Saturday, July 12, 2008


That's a mean median

I was struck by something in the lede of a recent NY Times article, headlined “Minimum Wage Increases Faster Than Median Wage”:

In the last few years, the minimum wage in New York State has increased almost 40 percent, while the average pay for hourly workers has risen much more slowly, not even keeping pace with inflation, according to a report released Thursday by the federal Department of Labor.

The median wage paid to the 4.1 million hourly workers in the state was $12.03 last year, meaning that more than two million New Yorkers earned less than that, the report from the Bureau of Labor Statistics showed. That was about equal to the median national hourly wage of $11.95 — about $25,000 a year for a 40-hour work week.

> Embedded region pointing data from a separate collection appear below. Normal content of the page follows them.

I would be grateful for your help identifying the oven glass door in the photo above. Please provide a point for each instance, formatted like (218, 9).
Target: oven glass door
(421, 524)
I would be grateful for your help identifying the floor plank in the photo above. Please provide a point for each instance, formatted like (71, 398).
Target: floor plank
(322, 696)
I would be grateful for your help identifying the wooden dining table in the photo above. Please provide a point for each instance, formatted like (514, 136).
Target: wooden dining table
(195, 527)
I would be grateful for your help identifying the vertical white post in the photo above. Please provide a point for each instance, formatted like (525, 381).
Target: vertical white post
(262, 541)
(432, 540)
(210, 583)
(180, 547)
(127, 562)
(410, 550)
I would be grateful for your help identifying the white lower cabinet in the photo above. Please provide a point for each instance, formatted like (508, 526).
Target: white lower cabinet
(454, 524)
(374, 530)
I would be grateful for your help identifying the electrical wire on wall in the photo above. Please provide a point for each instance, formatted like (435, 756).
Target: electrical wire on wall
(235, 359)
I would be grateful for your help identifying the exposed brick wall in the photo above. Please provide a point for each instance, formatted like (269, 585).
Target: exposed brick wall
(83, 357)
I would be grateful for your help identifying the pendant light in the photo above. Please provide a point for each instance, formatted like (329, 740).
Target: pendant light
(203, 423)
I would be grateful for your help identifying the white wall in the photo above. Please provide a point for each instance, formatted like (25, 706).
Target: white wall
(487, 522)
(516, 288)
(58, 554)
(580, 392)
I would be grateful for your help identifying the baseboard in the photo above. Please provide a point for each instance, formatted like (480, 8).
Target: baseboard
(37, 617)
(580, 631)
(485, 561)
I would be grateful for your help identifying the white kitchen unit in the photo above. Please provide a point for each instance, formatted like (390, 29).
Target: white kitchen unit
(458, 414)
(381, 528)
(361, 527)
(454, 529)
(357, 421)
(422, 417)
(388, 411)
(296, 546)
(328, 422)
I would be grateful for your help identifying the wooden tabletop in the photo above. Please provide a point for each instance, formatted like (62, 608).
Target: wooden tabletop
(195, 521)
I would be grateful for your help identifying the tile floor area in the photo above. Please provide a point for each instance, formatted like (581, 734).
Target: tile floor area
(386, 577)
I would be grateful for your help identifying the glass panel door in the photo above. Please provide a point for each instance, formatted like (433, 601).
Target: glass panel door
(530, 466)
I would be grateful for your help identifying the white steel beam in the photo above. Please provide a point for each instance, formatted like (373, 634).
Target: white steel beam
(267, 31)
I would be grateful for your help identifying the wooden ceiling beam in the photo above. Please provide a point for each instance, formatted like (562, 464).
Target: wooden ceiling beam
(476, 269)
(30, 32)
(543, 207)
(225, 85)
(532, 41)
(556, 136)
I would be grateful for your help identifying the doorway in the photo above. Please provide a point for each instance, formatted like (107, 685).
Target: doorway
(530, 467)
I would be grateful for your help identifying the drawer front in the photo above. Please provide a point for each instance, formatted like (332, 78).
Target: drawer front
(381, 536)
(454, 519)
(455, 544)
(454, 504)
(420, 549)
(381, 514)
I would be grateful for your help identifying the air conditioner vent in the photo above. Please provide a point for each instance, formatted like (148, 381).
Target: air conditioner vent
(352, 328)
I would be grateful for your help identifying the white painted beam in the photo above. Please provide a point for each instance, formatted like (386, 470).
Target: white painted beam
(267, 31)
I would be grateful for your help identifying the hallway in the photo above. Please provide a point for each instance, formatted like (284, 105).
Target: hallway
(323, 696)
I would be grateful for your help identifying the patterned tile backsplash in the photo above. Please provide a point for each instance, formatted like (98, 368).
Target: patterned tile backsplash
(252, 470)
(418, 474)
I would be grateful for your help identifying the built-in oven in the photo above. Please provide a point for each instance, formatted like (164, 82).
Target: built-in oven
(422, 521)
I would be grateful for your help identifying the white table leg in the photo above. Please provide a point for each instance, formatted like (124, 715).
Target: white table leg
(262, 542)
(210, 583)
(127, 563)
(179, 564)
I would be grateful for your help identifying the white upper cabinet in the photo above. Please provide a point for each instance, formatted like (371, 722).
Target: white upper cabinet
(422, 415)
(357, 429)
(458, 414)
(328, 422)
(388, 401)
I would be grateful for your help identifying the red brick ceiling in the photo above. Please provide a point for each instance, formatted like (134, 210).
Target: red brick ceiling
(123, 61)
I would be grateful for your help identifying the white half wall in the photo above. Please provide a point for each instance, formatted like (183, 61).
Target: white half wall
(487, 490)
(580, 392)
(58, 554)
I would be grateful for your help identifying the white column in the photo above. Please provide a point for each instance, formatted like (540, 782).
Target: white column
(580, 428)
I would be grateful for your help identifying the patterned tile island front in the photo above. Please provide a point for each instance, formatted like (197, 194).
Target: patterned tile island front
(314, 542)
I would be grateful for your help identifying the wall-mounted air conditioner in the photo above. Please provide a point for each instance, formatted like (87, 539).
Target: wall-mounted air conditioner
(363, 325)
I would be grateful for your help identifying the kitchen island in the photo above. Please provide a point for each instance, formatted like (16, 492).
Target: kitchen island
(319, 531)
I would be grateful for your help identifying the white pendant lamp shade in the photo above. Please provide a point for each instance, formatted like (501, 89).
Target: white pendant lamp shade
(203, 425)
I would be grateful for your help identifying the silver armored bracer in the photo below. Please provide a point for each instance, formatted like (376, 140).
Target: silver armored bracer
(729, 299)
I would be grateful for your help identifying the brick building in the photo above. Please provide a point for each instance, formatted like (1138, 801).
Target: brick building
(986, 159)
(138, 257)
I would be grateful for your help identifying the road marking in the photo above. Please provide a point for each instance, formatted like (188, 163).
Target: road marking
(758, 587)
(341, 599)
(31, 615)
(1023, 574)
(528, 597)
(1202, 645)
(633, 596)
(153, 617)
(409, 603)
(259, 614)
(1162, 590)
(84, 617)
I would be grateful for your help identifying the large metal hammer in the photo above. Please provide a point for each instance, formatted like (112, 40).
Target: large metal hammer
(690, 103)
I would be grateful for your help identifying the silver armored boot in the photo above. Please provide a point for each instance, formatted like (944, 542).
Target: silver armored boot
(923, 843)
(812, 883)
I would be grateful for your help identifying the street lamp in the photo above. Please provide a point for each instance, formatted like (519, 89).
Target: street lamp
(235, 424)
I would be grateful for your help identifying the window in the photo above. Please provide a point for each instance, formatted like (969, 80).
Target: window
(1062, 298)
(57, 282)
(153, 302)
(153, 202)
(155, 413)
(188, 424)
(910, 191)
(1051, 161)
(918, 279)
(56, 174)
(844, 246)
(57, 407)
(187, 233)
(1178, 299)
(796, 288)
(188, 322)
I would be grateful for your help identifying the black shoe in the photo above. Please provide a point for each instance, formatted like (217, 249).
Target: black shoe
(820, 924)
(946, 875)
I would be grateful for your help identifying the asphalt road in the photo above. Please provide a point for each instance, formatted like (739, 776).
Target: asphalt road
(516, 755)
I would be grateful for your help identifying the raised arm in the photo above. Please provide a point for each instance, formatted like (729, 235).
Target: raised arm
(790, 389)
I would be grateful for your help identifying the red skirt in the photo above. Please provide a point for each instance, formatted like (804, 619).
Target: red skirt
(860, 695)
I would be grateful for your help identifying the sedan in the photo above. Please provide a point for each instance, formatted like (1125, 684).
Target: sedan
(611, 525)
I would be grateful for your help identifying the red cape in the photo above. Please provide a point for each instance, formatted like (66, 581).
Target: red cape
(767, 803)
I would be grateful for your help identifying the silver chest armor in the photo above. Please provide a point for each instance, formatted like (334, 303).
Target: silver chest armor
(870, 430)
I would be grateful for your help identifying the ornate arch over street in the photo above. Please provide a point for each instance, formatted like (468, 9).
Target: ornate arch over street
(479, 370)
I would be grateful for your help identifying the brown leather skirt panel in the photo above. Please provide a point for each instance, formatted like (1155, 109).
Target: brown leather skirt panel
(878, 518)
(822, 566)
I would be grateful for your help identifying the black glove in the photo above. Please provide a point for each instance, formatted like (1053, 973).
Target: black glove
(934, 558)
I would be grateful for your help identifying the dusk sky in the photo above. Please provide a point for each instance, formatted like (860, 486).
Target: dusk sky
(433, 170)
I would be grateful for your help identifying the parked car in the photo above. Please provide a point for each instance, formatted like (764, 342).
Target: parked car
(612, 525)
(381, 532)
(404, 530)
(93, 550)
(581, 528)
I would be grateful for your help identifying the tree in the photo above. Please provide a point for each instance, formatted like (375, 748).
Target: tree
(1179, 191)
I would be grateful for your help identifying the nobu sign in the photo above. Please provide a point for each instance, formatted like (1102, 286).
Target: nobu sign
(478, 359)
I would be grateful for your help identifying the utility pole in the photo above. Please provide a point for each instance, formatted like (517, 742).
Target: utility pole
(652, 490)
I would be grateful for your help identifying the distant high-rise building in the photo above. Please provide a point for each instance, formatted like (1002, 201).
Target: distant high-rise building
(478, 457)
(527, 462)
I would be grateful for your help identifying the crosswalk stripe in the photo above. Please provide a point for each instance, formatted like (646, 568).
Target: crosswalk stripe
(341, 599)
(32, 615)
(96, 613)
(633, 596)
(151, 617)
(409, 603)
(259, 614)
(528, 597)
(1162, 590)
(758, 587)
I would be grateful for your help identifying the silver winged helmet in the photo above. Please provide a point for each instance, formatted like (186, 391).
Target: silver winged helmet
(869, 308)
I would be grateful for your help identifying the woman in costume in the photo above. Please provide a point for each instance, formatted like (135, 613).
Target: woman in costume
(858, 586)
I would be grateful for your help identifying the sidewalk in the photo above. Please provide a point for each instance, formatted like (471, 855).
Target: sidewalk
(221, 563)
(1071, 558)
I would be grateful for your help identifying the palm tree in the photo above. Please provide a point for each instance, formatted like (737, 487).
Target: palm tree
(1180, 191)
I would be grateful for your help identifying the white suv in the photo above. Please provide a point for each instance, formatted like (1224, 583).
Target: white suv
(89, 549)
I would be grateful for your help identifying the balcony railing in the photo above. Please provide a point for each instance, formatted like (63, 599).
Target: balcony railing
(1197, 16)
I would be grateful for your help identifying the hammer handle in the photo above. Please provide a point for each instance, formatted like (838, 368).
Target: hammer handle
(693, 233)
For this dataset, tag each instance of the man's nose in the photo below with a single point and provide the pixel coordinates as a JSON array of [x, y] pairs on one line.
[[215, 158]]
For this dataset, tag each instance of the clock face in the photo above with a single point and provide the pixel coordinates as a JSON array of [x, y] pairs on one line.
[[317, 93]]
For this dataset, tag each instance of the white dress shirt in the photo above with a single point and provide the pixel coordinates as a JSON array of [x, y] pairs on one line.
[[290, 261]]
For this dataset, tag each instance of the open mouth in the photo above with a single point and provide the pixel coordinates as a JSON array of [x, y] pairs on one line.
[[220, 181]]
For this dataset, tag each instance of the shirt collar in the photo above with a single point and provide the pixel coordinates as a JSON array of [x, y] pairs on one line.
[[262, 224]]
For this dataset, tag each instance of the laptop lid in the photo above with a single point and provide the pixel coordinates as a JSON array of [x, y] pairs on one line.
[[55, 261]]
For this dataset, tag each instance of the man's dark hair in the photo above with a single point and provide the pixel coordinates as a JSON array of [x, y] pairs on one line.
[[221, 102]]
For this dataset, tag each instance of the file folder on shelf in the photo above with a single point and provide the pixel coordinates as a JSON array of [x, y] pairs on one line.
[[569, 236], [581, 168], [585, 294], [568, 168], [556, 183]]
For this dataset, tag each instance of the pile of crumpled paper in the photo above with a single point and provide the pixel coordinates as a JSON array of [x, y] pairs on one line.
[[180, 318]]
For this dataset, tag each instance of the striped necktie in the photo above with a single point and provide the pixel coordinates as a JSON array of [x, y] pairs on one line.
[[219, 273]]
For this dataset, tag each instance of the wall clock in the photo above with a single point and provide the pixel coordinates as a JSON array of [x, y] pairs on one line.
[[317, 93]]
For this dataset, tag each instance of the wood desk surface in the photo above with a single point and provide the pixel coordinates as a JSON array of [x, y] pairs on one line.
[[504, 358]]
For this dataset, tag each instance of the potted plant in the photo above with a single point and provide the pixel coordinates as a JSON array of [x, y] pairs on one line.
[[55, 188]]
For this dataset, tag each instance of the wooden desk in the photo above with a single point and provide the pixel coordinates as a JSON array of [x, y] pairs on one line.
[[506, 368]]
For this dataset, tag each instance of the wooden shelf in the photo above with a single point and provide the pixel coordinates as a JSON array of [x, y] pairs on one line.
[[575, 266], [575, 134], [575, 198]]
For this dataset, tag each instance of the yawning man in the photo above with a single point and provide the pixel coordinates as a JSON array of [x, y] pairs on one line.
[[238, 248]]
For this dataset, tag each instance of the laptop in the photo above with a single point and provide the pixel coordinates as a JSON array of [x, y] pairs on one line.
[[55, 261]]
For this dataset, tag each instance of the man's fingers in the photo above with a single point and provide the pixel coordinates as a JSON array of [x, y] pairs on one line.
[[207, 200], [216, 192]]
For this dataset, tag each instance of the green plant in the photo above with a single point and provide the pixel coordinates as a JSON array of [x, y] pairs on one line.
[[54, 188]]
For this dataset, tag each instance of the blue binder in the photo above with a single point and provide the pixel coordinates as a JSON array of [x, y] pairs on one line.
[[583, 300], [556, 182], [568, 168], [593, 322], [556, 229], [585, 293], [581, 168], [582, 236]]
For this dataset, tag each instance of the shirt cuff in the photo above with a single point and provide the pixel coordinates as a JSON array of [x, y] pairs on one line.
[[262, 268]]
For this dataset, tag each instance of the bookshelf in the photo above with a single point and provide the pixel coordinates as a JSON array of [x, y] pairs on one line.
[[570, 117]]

The headline and the rest of the article say “median”, but the lede says “average”.

Another word for “average” is “mean”, and they are not the same as “median”. To get the average, you sum all the values and divide by the number of values. To get the median, you list all the values in ascending order, and take the middle one. One major difference is that a few very high (or very low) values will skew the average (mean), but will not affect the median. Reports on house values and salaries usually use the median for that reason.

To take an extreme example, suppose the values are these:

1, 1, 2, 2, 2, 2, 690

The median value is 2, in bold, (the one in the middle of the list of seven items), but the average is 100 (the list sums to 700, then divide by 7). So if those represent salary levels (say, take-home pay in thousands of dollars a month), it’s clear that the median gives a better view of the real situation than the average does.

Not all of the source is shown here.